Urban Village Redevelopment in Beijing, China
Title | Urban Village Redevelopment in Beijing, China PDF eBook |
Author | Ran Liu |
Publisher | Springer Nature |
Pages | 335 |
Release | |
Genre | |
ISBN | 3031616642 |
Engaged Scholarship and Emancipation
Title | Engaged Scholarship and Emancipation PDF eBook |
Author | Toon van Meijl |
Publisher | Radboud University Press |
Pages | 212 |
Release | 2023-06-26 |
Genre | Social Science |
ISBN | 9493296059 |
This collective volume celebrates that 75 years ago the foundation was laid for the Department of Anthropology and Development Studies at Radboud University, Nijmegen, the Netherlands. The contributions to this volume exemplify the evolution of the academic disciplines of anthropology and development studies at Radboud University in the course of its history. Radboud University itself celebrates its centenary in the year 2023. Originally this university was established for the emancipation of the Catholic population in the Netherlands. Emancipation continues to be a distinctive feature of the university’s policy, also of the scholarship as it is conducted in the department of anthropology and development studies. As emancipation and engagement are key concepts in the disciplines of anthropology and development studies at Radboud University, former and current staff members focus their contributions to this anniversary volume on the various meanings of the concepts of emancipation and engagement in their academic practices. They reflect on changes in the meaning of engaged scholarship in their own work, especially in relation to emancipatory issues.
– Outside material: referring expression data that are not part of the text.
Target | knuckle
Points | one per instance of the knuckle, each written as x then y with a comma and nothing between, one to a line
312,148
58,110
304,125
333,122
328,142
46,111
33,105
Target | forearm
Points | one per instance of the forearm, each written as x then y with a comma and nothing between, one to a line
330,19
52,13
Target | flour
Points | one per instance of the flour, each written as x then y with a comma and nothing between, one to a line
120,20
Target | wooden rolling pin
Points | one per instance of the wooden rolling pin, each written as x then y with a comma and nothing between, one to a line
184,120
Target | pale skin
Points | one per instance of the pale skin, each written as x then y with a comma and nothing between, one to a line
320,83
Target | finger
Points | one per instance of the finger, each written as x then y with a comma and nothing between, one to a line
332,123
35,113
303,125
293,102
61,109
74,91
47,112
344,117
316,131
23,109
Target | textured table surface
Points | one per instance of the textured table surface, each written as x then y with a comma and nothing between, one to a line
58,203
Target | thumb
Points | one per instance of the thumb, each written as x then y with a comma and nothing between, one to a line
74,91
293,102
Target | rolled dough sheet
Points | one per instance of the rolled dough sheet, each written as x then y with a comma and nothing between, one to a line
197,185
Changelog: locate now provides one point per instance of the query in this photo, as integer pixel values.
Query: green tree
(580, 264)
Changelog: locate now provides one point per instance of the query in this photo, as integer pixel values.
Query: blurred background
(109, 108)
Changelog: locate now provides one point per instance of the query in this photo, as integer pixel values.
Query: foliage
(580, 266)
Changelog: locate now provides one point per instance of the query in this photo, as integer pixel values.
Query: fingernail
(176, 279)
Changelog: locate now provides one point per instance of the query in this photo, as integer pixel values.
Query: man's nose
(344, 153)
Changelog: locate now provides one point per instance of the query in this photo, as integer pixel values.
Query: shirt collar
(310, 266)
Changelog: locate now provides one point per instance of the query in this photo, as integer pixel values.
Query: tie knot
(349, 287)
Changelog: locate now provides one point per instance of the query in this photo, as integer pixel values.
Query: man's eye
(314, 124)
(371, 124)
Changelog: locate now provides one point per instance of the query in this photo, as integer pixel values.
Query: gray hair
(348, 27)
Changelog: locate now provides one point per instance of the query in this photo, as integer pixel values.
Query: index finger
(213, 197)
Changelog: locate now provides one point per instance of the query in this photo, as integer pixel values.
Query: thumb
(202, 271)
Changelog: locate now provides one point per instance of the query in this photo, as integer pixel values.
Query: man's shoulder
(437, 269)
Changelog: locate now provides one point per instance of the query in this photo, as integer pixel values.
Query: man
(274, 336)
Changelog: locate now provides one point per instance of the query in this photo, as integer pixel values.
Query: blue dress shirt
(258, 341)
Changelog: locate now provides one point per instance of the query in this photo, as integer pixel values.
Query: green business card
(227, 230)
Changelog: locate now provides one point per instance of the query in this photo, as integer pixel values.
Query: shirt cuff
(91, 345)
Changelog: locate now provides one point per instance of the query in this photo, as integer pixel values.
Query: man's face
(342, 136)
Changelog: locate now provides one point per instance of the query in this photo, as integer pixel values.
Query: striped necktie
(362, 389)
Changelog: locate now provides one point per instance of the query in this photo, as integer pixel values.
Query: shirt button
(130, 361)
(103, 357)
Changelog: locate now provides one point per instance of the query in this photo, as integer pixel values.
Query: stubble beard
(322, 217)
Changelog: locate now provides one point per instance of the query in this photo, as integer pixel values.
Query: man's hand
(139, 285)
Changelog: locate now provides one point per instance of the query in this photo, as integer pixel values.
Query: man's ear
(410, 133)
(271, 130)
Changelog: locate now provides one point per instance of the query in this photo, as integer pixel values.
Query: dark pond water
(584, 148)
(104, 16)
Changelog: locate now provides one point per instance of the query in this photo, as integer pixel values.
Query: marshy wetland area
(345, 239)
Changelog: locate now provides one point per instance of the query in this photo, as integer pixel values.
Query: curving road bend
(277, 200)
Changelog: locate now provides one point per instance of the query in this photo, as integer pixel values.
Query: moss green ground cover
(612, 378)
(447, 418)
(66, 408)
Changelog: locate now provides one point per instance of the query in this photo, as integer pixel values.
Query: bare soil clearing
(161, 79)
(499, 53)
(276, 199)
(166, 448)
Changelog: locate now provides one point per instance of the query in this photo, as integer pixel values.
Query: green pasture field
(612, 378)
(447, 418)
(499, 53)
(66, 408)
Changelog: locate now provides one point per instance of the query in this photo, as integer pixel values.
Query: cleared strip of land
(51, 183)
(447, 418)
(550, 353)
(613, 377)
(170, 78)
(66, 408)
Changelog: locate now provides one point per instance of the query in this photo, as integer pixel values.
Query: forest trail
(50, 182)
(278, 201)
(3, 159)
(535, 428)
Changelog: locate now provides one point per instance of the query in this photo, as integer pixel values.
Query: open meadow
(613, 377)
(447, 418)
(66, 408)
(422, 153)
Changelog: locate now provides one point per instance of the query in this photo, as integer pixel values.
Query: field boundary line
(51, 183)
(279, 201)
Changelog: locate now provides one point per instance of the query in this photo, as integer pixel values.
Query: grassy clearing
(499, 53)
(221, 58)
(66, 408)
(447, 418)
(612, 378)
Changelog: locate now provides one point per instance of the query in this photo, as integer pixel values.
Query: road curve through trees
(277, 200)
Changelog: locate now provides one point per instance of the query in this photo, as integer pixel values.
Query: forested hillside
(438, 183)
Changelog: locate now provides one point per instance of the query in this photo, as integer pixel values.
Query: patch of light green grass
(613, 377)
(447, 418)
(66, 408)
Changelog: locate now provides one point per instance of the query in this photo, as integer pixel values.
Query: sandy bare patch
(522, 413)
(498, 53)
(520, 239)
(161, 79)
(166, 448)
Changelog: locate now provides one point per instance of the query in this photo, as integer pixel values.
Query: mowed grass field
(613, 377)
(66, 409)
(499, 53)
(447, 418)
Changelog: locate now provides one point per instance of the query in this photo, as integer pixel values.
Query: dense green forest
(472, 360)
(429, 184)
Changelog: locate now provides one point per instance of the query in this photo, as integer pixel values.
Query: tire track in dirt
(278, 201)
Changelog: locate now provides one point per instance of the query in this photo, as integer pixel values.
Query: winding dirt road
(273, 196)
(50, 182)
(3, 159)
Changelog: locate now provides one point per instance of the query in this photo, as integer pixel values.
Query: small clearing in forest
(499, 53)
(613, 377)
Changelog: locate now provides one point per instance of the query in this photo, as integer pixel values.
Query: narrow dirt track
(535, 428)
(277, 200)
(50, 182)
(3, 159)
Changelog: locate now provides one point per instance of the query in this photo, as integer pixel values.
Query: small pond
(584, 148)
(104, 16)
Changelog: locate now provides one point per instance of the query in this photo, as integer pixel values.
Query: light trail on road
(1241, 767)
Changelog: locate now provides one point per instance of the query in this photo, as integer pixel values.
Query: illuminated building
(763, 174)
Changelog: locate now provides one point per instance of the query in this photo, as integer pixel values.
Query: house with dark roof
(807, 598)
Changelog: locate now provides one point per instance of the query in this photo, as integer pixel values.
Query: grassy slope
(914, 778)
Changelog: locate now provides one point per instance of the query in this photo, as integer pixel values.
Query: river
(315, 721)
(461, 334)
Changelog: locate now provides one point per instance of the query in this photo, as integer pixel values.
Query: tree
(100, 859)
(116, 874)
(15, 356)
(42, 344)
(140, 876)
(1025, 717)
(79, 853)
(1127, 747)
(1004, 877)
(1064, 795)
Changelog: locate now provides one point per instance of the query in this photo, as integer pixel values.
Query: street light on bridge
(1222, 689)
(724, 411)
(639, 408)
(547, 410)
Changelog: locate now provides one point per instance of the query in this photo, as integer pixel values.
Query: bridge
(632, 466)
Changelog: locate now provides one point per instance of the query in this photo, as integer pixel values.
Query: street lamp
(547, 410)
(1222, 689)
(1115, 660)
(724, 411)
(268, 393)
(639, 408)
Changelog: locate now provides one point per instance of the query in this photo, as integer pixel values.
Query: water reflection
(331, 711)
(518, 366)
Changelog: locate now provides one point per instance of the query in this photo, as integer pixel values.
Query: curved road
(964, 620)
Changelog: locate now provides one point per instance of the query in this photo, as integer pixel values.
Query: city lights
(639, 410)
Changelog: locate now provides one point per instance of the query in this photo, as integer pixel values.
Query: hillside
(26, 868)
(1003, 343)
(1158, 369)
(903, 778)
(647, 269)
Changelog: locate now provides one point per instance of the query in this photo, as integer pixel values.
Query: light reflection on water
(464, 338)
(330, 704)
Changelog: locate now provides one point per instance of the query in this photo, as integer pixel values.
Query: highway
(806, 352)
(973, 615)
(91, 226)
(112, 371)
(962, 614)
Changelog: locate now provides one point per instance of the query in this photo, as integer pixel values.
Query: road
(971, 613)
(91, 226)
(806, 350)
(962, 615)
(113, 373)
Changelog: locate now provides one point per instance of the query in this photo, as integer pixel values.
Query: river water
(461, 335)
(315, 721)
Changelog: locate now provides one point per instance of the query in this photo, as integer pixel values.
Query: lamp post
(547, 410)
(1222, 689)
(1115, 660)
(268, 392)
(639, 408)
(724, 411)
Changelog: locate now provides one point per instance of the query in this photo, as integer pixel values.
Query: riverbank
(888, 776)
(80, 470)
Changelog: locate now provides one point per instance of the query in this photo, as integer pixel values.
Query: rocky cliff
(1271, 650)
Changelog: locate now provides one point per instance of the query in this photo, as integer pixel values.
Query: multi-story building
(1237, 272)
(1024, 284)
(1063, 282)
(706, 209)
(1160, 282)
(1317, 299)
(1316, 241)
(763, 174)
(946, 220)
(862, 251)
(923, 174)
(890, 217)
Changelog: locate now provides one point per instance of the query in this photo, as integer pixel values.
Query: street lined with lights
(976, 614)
The outcome is a rich variety of contributions centering on the shifting tension between engagement and scholarship in the disciplines of anthropology and development studies. Thus, they not only exemplify the evolution of these academic disciplines at Radboud University, but also offer a topical and innovative perspective on a highly dynamic field.
Embodying Peripheries
Title | Embodying Peripheries PDF eBook |
Author | Kuan Hwa |
Publisher | Firenze University Press |
Pages | 308 |
Release | 2022-12-31 |
Genre | Architecture |
ISBN | 8855186604 |
This book combines approaches from the design disciplines, humanities, and social sciences to foster interdisciplinary engagement across geographies around the identities embodied in and of peripheries. Peripheral communities bear human faces and names, necessitating specific modes of inquiry and commitments that prioritize lived human experience and cultural expression. Hence, the peripheries of this book are a question, not a given, the answers to which are contingent forms assembled around embodied identities. Peripheries are urban fringes, periphery countries in the modern world-system, Indigenous lands, occupied territories, or the peripheries of authoritative knowledge, among others. No form can exist outside historical relations of power enacted through knowledge, political structures, laws, and regulations.